All of them recognize the important difference Local 302 has made to them and their families: a safe and stable retirement with an adequate income and excellent health care, an excellent standard of living and a lifetime of memories and pride in a job well-done every time they drive on a highway they graded, a boat channel they dredged or a building they erected.
And while Local 302 made a difference in their lives, they have individually and collectively made Local 302 what it is today: one of the oldest and most-respected labor unions in the Pacific Northwest with outstanding benefit and training programs and highly-skilled and hard-working construction hands. If you yourself or another Local 302 retiree would like to be videotaped, please contact Daren Konopaski to arrange an interview.
Here are some of the individual stories captured in short videos which you can stream from this website.
Clyde Wilson: Son of Local 302 business manager Jack Wilson, Clyde began his Local 302 career oiling for several veteran crane hands, going into marine construction. In 1995, Clyde was elected business manager and retired in 2001.

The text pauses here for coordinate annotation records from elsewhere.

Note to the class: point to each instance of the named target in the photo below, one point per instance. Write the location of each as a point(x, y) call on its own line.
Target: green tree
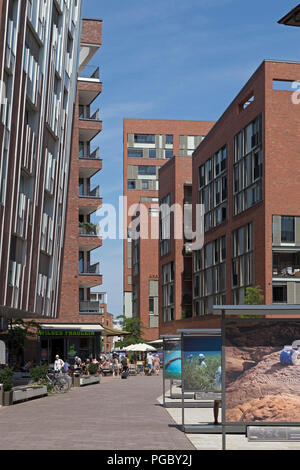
point(254, 296)
point(134, 326)
point(18, 331)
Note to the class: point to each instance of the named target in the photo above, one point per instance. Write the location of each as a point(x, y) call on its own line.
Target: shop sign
point(65, 333)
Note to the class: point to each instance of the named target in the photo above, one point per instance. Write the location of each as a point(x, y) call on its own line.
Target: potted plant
point(93, 368)
point(6, 380)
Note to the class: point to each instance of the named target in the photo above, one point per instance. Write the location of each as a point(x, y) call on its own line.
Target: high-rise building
point(38, 67)
point(246, 173)
point(148, 145)
point(79, 309)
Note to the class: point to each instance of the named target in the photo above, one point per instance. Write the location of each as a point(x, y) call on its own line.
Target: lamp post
point(292, 18)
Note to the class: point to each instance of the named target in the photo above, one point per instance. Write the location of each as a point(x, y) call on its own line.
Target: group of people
point(153, 364)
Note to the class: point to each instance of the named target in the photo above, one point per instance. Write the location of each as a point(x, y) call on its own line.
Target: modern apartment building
point(78, 308)
point(106, 318)
point(246, 174)
point(175, 255)
point(38, 67)
point(148, 145)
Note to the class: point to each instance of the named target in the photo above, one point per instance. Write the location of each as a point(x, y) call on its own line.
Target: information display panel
point(262, 370)
point(201, 363)
point(172, 359)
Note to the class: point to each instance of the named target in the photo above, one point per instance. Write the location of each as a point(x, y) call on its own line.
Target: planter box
point(7, 398)
point(29, 393)
point(89, 380)
point(76, 380)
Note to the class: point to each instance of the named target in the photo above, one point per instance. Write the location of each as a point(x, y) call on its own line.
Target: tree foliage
point(135, 327)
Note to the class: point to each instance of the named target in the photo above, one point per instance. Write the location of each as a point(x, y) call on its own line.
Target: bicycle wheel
point(62, 385)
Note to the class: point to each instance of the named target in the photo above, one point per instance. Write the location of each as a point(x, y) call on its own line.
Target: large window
point(287, 229)
point(146, 170)
point(168, 292)
point(212, 179)
point(144, 138)
point(165, 226)
point(242, 261)
point(135, 153)
point(248, 167)
point(280, 294)
point(209, 276)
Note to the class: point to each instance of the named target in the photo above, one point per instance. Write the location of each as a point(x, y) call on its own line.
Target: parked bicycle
point(61, 382)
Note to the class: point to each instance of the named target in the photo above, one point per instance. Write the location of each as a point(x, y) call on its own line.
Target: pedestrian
point(201, 361)
point(58, 364)
point(156, 364)
point(150, 363)
point(115, 366)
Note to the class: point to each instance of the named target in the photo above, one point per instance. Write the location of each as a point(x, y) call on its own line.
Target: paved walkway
point(114, 415)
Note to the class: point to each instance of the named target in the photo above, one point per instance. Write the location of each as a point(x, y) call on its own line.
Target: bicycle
point(61, 383)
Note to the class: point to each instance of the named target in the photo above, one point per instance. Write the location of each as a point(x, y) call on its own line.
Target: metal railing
point(95, 155)
point(88, 306)
point(83, 192)
point(90, 269)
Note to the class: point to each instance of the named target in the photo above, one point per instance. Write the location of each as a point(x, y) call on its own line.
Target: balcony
point(89, 193)
point(87, 306)
point(88, 229)
point(286, 264)
point(95, 155)
point(89, 269)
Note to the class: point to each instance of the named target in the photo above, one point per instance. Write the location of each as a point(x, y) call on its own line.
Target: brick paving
point(114, 415)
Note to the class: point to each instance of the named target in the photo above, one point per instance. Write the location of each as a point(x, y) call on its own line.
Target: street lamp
point(292, 18)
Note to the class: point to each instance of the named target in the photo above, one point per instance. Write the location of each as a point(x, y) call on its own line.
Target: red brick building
point(148, 144)
point(80, 273)
point(246, 173)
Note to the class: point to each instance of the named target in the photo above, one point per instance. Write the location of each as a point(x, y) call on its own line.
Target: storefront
point(68, 341)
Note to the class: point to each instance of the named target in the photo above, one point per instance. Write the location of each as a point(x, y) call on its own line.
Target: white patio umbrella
point(140, 347)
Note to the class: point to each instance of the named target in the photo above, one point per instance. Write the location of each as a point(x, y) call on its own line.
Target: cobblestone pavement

Al Crosswhite: A seventy-year member of the Operating Engineers, Al began his career at Hanford and then moved onto dam construction, then moved west and into dirt work. Eventually, he moved to Alaska where he and his wife Karen founded KC Construction, a Local 302 contractor.

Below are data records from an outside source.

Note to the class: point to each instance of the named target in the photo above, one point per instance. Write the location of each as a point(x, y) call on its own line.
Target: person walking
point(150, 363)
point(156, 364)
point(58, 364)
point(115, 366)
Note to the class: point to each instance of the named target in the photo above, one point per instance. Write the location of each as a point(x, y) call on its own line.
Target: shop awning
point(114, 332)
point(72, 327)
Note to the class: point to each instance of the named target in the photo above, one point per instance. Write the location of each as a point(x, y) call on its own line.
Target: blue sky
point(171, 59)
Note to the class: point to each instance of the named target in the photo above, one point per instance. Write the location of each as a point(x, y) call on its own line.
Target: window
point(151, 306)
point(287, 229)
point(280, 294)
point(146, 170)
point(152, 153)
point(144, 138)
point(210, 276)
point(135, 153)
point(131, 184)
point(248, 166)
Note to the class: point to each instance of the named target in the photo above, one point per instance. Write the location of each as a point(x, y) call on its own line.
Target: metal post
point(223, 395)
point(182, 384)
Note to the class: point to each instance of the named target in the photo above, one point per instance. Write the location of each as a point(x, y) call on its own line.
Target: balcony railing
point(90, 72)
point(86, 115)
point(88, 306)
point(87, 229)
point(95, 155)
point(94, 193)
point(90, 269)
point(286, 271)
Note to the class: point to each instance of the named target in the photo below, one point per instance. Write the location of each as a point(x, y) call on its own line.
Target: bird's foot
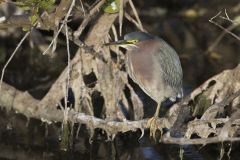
point(152, 125)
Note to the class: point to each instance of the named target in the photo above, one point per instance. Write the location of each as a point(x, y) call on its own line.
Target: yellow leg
point(151, 124)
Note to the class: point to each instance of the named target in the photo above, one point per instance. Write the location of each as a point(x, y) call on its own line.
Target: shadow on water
point(31, 139)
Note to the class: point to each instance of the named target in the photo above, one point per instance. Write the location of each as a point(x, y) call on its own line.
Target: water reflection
point(34, 140)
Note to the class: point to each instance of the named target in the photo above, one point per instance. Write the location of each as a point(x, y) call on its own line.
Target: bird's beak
point(118, 43)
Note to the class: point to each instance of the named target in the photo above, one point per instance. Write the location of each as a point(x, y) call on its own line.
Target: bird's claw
point(152, 125)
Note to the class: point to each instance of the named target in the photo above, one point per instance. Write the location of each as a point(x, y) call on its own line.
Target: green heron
point(155, 67)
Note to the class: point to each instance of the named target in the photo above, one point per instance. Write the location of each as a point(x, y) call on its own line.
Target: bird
point(155, 66)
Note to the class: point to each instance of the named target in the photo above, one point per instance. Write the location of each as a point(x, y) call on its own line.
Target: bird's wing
point(170, 65)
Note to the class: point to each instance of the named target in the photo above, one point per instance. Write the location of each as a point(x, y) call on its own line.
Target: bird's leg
point(151, 124)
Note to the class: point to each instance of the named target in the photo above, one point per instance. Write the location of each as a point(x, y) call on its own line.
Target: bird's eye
point(132, 41)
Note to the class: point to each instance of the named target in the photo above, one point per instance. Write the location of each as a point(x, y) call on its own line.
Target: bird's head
point(131, 40)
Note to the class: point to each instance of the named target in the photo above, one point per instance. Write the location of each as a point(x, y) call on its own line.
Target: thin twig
point(221, 27)
point(120, 18)
point(87, 19)
point(136, 15)
point(11, 57)
point(64, 22)
point(134, 21)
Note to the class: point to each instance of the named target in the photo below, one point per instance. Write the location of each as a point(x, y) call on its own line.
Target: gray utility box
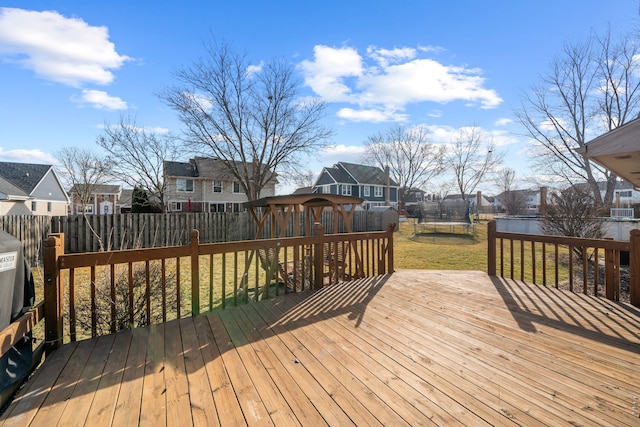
point(16, 298)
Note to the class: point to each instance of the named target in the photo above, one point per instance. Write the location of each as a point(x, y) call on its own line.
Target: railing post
point(491, 248)
point(195, 272)
point(318, 256)
point(390, 232)
point(611, 265)
point(634, 268)
point(53, 292)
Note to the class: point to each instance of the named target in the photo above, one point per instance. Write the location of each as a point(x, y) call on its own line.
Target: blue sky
point(67, 67)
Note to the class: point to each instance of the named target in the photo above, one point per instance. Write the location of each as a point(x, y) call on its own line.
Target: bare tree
point(83, 171)
point(575, 213)
point(138, 156)
point(592, 87)
point(250, 117)
point(513, 200)
point(411, 158)
point(471, 160)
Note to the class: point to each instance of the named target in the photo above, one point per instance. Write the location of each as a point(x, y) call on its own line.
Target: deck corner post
point(634, 268)
point(53, 292)
point(611, 271)
point(195, 272)
point(390, 266)
point(318, 255)
point(491, 248)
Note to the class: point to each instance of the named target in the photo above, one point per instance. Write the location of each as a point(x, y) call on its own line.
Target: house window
point(184, 185)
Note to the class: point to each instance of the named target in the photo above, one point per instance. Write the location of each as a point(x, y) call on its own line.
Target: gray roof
point(100, 188)
point(25, 176)
point(340, 175)
point(202, 167)
point(11, 190)
point(352, 173)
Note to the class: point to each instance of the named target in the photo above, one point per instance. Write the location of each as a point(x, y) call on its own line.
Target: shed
point(390, 216)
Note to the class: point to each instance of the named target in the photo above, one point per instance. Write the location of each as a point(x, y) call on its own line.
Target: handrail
point(581, 255)
point(94, 293)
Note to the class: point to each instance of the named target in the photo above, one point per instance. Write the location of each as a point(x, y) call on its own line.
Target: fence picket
point(126, 231)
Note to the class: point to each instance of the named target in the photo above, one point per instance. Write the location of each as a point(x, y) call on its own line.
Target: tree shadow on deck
point(350, 298)
point(612, 323)
point(135, 374)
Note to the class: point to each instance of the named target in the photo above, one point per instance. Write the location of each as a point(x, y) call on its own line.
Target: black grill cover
point(16, 297)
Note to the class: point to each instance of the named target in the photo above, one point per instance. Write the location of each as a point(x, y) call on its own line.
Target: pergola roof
point(618, 150)
point(280, 209)
point(304, 200)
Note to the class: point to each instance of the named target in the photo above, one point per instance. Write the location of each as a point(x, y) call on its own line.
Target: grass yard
point(414, 248)
point(440, 251)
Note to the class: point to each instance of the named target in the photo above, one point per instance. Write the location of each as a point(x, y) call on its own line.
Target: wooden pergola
point(279, 210)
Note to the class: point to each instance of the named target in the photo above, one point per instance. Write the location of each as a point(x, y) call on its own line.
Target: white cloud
point(395, 78)
point(503, 122)
point(26, 156)
point(448, 134)
point(327, 73)
point(372, 115)
point(341, 153)
point(57, 48)
point(101, 100)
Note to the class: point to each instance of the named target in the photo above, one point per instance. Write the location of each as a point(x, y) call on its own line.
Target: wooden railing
point(555, 260)
point(90, 294)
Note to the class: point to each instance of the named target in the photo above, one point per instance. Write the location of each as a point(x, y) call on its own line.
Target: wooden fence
point(101, 292)
point(93, 233)
point(552, 260)
point(89, 294)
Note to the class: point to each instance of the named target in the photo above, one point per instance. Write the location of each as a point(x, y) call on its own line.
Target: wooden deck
point(414, 348)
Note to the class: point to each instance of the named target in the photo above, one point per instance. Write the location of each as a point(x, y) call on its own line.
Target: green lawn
point(441, 250)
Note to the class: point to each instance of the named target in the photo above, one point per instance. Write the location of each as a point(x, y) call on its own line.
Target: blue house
point(367, 182)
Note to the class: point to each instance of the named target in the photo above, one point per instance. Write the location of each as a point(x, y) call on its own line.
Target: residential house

Charlie Barton: Even though his father was an Operator, Charlie had to work at Boeing until he got his first dispatch. Charlie worked as a mechanic in Alaska and Washington.
Dale Reid: Born and raised in Petersburg, Alaska, Dale worked for A.C. Green throughout Alaska, and served as district rep in Juneau for nine years then retired briefly but came out of retirement to serve as Labor Commissioner Click Bishop’s chief of staff.
Doug Frizzell: Doug recalls that it took three operators to sign off on you in order to become a full-fledged 302 member: “they were putting their reputation on the line for you and it really meant something when they did”. Doug shares some great stories about organizing and serving as a salt.